Pi Day is an unofficial holiday commemorating the mathematical constant π (pi). Pi Day is celebrated on March 14 (or 3/14 in month/day date format). But today is also Pi day. July 22nd (or 22/7 in day/month date format) and the fraction 22⁄7 has a value of 3.142857. This has the same first three digits as pi… So yes, you do have to dig around to find it but the reasoning is there. The elusive little man, Constant π, actually gets commemorated on two separate days of the year.
Pi is a mathematical constant that represents the ratio of the circumference of a circle to its diameter. It has been represented by the Greek letter π since the mid-18th century. Pi is an irrational number. An irrational number is a real number that cannot be expressed as a ratio a/b, where a and b are integers, with b non-zero. Therefore it is not a ratio-nal number. 22/7 is just an approximation (hence why today is called Pi Approximation Day in the USA). Pi’s decimal representation never ends and never repeats, and any fraction will reflect only an approximation.
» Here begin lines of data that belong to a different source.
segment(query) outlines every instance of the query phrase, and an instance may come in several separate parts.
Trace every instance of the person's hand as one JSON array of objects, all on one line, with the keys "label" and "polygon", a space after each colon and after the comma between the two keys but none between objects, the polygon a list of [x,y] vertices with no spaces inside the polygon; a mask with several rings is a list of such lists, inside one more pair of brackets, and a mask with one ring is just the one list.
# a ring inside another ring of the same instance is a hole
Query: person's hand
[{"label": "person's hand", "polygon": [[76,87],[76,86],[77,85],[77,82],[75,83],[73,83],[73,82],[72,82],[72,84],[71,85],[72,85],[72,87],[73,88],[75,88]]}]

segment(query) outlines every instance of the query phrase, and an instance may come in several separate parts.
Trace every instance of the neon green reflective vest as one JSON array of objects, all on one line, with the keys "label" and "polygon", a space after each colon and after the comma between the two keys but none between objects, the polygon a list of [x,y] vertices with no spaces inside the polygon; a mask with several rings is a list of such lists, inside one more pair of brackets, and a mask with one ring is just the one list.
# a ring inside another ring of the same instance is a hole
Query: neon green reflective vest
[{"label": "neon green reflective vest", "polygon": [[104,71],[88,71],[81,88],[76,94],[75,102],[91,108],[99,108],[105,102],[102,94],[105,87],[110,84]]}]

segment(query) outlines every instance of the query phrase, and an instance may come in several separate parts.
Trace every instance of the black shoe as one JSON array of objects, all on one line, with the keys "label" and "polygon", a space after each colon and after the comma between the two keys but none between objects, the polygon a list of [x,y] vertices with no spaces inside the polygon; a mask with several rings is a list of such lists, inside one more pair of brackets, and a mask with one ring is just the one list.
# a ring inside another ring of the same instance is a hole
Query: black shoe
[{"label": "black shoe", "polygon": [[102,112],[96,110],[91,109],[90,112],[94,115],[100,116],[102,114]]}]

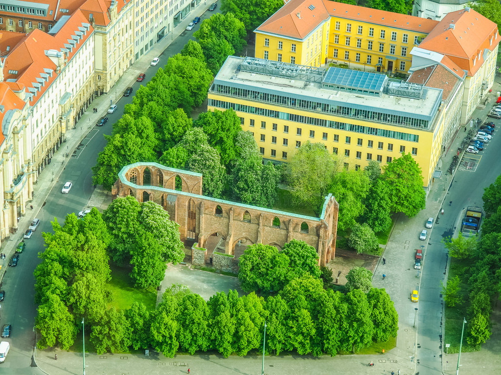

You could argue that the approximation to two decimal points is a pretty rough one, especially considering that NASA’s calculations involve Pi to 15 or 16 decimal points. Akira Haraguchi set the world record in 2006 for memorizing and reciting the most digits of Pi (1000,000 digits in 16 hours).
In 2010, one researcher calculated the 2,000,000,000,000,000th digit of the mathematical constant pi – and a few digits either side of it. Nicholas Sze used Yahoo’s cloud computing technology to more than double the previous record. It took 23 days on 1,000 of Yahoo’s computers. On a standard PC, the calculation would have taken 500 years.
You can experiment yourself to see how far you get beyond the decimal point in your calculations by dividing 22 by 7.
Still think the three correct digits is really worth celebrating? I say hell yes! Pi anyone?